A MOST INTERESTING STUDIO.
During a recent trip to England, I determined to visit Mr. Abbey, and obtain from him some message for his young countrymen who are beginning where he began thirty years ago. He has a beautiful country house known as Morgan Hall, in Gloucestershire, an attractive English county. In this house is the largest private studio in the whole country, built especially for the preparation of the Boston Library decorations, which Mr. Abbey recently completed. It measures twenty-five by fourteen yards, and has a high ceiling. In this room I observed a number of great easels, for Mr. Abbey usually has several pictures in progress at one time, but they occupied only a fraction of the space. It would be hard to imagine a studio more perfectly equipped for work. Great tapestries hung from heavy frames, not for ornamentation, but for study; carved oak doors and panels were resting against the walls, and scattered everywhere were casts of curious architecture. Priceless armor was displayed on every side, and along the walls were a number of canvases which had been used for studies, or paintings which had not been completed. There were chests filled with velvets, brocades and silks of various ancient periods. All these things are accessories of Mr. Abbey’s craft and nothing more. He uses them in working out the details of his historical paintings. There were trestles full of elaborate studies and half-finished drawings standing about, and, tacked upon the walls were photographs of pictures of many interesting periods.

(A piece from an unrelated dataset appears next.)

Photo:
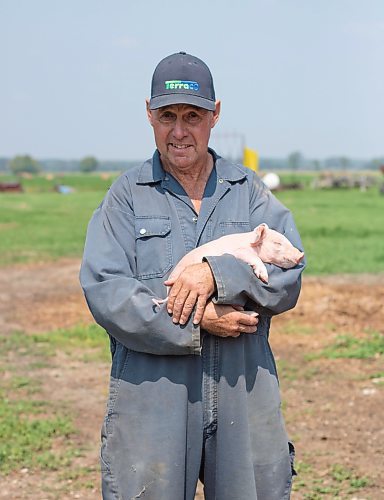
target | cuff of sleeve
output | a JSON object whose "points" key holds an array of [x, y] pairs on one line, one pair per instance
{"points": [[219, 296], [196, 342]]}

Mr. Abbey has also a vast collection of costumes. They are of all periods, and one might suppose himself in the stock room of some great theater. All these costumes help in depicting the dress worn at some great event which the artist desires to put upon canvas. Mr. Abbey is very accurate and careful in his work, and has never been challenged in any details of fact, of costume, of architecture, or of accessory. It must not be supposed that any of these costumes and decorations are copied in the paintings; they are merely suggestions for invention.
Mr. Abbey’s industry and energy are prodigious, so that I was quite prepared to find him at work when I visited his studio. Although the artist has lived abroad for many years, he is thoroughly American in his personality, and I might have been talking with him at a Philadelphia studio, instead of in the heart of England.